The previously established thyroid nodule cytological diagnosis was used again.20 Patient demographic characteristics and baseline data are shown in Table 1. Age, sex, clinical risk factors, nodule size, histology subtype (eTable 5 in the Supplement), number of FNA passes, prevalence of malignancy (eTable 6 in the Supplement), and proportion of samples collected at community centers did not differ significantly between the primary study population (n = 191) and the GEC clinical validation cohort of samples (n = 210), consistent with unbiased drop out.
Table 1.
Variable | GEC Validation | GSC Validation |
---|---|---|
Total, No. | ||
Samples | 210 | 191 |
Patients | 199 | 183 |
Type of study site, No. (%) of samples | ||
Academic | 76 (36.2) | 65 (34.0) |
Community | 134 (63.8) | 126 (66.0) |
No. of fine-needle aspiration passes, No. (%) of samples | ||
1 | 88 (41.9) | 73 (38.2) |
2 | 122 (58.1) | 118 (61.8) |
Age of patients, mean (range), y | 51.2 (22.0-85.0) | 51.7 (22.0-85.0) |
Sex, No. (%) of patients | ||
Male | 46 (23.1) | 41 (22.4) |
Female | 153 (76.9) | 142 (77.6) |
Risk factors, No. (%) of patients | ||
Radiation exposure to head, neck, or both | 7 (3.5) | 5 (2.7) |
Family history of thyroid cancer | 14 (7.0) | 13 (7.1) |
Nodule | ||
Size on ultrasonography, median (range), cm | 2.5 (1.0-9.1) | 2.6 (1.0-9.1) |
Size group, No. (%) of nodules, cm | ||
1.00-1.99 | 69 (32.9) | 60 (31.4) |
2.00-2.99 | 62 (29.5) | 60 (31.4) |
3.00-3.99 | 42 (20.0) | 37 (19.4) |
≥4.00 | 37 (17.6) | 34 (17.8) |
Abbreviations: GEC, gene expression classifier; GSC, genomic sequencing classifier.

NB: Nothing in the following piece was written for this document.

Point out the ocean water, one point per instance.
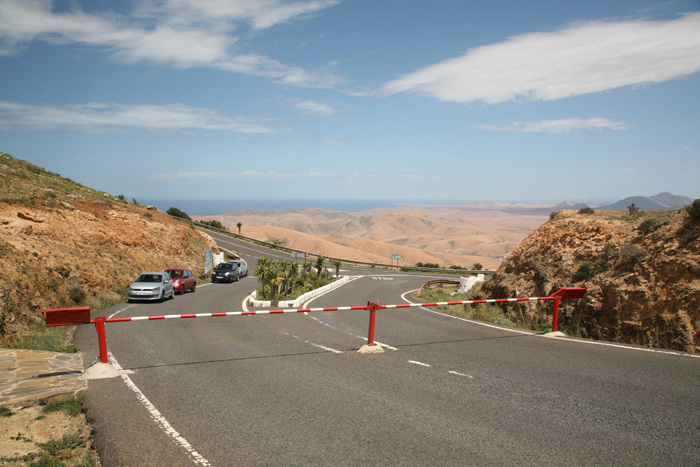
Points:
(214, 206)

aStatistical tests were performed to compare the 191 GSC nodules with the 19 nodules in the GEC validation that were excluded in the GSC validation because of insufficient RNA quantity. The 2 groups differ only on the number of fine-needle aspiration passes, which is not unexpected, as only samples with sufficient remaining RNA were included in the GSC evaluation.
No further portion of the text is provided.